I dont believe that current sellers of licenses of software (and other media
too) would like such consumer protection laws, because it means they no longer
control their consumer's collection - e.g., any law that does not enforce the
2nd sale doctrine for digital goods is bound to fail to protect consumers, but
media creators would not want to allow 2nd sale of their digital goods
(ever!).

------
icambron
IANAL, but I'd have guessed that the answer to Kerr's first question -- does
an IP address block constitute a "technological barrier?" \-- would be no. My
reasoning is this: IP addresses change all the time and so a normal,
unsophisticated user could, perhaps even unwittingly evade the barrier without
any sort of technological workaround. If you could accidentally do it in the
course of your day, it's doesn't pass muster as a "barrier".

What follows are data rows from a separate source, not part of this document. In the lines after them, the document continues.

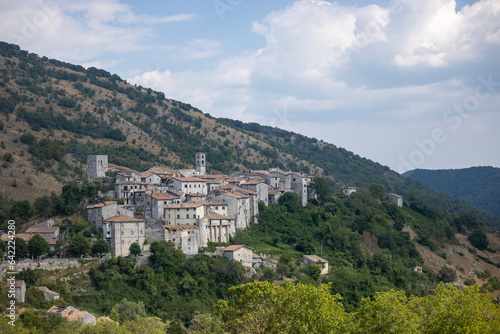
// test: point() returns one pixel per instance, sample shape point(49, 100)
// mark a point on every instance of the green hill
point(478, 186)
point(73, 112)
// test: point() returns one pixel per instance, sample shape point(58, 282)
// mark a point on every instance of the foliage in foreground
point(266, 308)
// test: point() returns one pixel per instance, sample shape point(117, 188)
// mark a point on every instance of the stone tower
point(97, 166)
point(200, 163)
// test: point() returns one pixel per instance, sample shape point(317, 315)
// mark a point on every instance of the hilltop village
point(188, 207)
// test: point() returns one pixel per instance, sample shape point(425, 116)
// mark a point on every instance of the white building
point(97, 166)
point(123, 231)
point(239, 253)
point(184, 237)
point(310, 259)
point(189, 185)
point(201, 163)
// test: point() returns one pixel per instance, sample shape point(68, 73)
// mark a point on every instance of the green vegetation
point(478, 186)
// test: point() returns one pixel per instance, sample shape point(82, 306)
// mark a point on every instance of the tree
point(322, 188)
point(447, 274)
point(21, 248)
point(129, 310)
point(79, 245)
point(290, 200)
point(100, 246)
point(38, 246)
point(377, 190)
point(478, 239)
point(294, 308)
point(135, 249)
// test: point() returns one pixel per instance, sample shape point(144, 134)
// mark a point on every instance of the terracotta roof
point(17, 284)
point(235, 195)
point(189, 179)
point(126, 183)
point(100, 205)
point(315, 258)
point(150, 188)
point(179, 227)
point(45, 289)
point(160, 197)
point(215, 215)
point(37, 230)
point(193, 204)
point(234, 247)
point(122, 219)
point(196, 194)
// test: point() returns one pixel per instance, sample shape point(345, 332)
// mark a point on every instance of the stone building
point(396, 199)
point(239, 253)
point(97, 213)
point(19, 289)
point(310, 259)
point(97, 166)
point(184, 237)
point(123, 231)
point(349, 190)
point(201, 163)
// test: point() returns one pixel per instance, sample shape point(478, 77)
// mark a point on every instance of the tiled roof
point(122, 219)
point(315, 258)
point(179, 227)
point(100, 205)
point(193, 204)
point(189, 179)
point(215, 215)
point(160, 197)
point(235, 247)
point(36, 230)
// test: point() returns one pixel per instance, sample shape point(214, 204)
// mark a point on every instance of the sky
point(406, 83)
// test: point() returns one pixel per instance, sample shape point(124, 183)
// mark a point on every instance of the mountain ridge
point(90, 111)
point(479, 186)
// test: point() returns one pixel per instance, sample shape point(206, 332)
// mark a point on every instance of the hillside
point(73, 112)
point(478, 186)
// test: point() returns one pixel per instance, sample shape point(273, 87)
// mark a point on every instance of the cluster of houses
point(188, 206)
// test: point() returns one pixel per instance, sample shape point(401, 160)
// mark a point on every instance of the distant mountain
point(478, 186)
point(73, 112)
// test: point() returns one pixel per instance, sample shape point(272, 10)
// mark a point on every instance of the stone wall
point(47, 264)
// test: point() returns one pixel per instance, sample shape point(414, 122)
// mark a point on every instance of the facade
point(123, 231)
point(156, 209)
point(19, 288)
point(219, 227)
point(189, 185)
point(46, 232)
point(239, 253)
point(97, 166)
point(238, 207)
point(396, 199)
point(72, 314)
point(48, 294)
point(126, 189)
point(349, 190)
point(300, 185)
point(97, 213)
point(201, 163)
point(310, 259)
point(184, 237)
point(184, 213)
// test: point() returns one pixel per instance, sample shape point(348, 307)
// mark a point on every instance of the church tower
point(200, 163)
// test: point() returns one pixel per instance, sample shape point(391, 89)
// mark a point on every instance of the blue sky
point(407, 83)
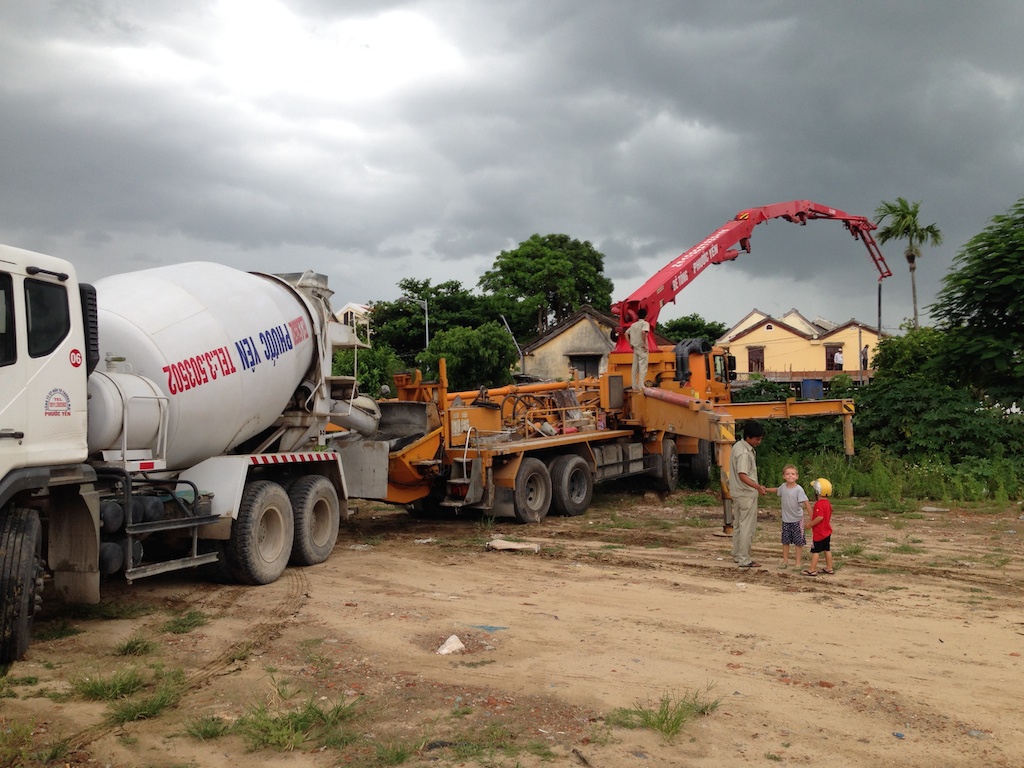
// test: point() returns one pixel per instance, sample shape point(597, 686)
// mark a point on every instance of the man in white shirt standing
point(637, 335)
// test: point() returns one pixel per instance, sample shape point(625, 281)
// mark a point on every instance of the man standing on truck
point(744, 489)
point(637, 335)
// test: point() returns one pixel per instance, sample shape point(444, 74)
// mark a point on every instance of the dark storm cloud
point(127, 137)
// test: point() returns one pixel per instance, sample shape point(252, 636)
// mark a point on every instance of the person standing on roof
point(637, 335)
point(744, 489)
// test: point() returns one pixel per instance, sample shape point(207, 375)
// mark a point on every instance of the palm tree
point(903, 224)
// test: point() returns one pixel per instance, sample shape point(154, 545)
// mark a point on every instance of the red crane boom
point(722, 246)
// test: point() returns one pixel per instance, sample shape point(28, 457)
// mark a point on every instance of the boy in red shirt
point(821, 526)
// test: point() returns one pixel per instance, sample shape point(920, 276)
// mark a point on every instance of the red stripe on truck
point(292, 458)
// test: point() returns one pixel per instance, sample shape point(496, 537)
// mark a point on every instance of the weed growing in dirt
point(121, 684)
point(263, 727)
point(906, 549)
point(483, 743)
point(135, 646)
point(15, 741)
point(393, 754)
point(55, 631)
point(669, 716)
point(170, 687)
point(207, 728)
point(185, 623)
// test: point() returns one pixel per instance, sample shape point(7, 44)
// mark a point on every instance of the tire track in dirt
point(290, 594)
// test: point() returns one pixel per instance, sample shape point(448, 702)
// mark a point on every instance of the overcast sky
point(376, 139)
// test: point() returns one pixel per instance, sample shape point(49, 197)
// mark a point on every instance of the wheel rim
point(321, 527)
point(271, 535)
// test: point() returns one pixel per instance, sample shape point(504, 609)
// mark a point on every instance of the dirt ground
point(909, 654)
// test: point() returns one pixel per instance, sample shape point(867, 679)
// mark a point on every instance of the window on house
point(830, 364)
point(756, 359)
point(587, 366)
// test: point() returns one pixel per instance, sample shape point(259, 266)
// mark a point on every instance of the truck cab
point(44, 365)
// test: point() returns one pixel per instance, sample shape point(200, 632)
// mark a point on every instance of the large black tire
point(701, 462)
point(262, 535)
point(317, 515)
point(20, 580)
point(531, 498)
point(571, 484)
point(668, 467)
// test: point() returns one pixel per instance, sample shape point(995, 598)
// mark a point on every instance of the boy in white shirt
point(794, 497)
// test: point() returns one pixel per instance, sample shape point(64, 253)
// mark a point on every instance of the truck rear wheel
point(531, 497)
point(700, 463)
point(571, 484)
point(317, 515)
point(20, 580)
point(668, 468)
point(262, 534)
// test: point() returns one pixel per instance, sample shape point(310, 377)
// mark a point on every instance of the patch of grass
point(876, 513)
point(56, 752)
point(541, 750)
point(184, 623)
point(55, 631)
point(997, 561)
point(168, 693)
point(15, 742)
point(263, 727)
point(135, 646)
point(906, 549)
point(701, 500)
point(616, 522)
point(669, 716)
point(484, 742)
point(207, 728)
point(393, 754)
point(121, 684)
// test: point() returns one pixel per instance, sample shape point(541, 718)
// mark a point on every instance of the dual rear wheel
point(274, 527)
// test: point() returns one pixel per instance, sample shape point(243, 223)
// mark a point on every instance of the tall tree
point(903, 224)
point(475, 356)
point(981, 308)
point(692, 327)
point(552, 275)
point(402, 324)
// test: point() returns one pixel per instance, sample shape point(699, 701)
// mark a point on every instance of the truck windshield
point(48, 316)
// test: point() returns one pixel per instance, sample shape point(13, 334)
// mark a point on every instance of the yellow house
point(793, 348)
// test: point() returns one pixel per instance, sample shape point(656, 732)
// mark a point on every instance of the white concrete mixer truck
point(164, 419)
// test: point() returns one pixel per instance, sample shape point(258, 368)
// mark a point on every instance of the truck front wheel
point(571, 484)
point(262, 535)
point(531, 497)
point(668, 467)
point(317, 515)
point(20, 580)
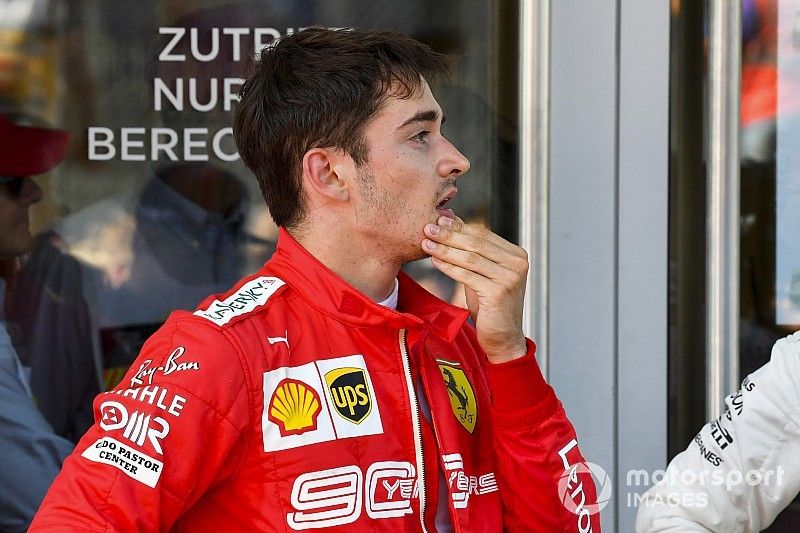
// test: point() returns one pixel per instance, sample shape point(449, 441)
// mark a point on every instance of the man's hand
point(494, 272)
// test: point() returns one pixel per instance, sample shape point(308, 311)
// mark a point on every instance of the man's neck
point(353, 261)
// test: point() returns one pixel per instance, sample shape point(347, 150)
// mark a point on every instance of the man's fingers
point(478, 241)
point(466, 263)
point(458, 226)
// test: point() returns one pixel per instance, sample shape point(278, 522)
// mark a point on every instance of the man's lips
point(440, 207)
point(446, 213)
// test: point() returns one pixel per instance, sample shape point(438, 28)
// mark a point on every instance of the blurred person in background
point(30, 453)
point(107, 276)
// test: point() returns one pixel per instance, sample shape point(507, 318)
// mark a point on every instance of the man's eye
point(421, 136)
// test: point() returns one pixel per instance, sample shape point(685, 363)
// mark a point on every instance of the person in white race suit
point(743, 468)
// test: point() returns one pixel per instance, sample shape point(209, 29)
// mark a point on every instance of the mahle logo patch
point(350, 393)
point(462, 397)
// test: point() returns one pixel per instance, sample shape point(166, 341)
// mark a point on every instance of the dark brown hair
point(320, 88)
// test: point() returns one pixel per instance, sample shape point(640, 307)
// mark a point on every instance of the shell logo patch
point(462, 397)
point(294, 407)
point(350, 393)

Imagine you had a building complex with many roads leading to it and you want
to forbid motorcycles from entering it. You set up a blockade on one of those
roads, and have a security guard turn away motorcycles. But there are all
these other roads leading to the complex without blockades. Normal, every day
people roads just like the one that has a blockade, and anyone could use them
to drive in on a motorcycle. Does that constitute a barrier that's being
circumvented?

That's all all directed at that narrow question. For the record, I don't think
you should be allowed to use a website when the owners have asked you not to,
but I do see how it's pretty different than, say, brute forcing the SSH
password. And so that narrower question might have some impact on what charges
their guilty of.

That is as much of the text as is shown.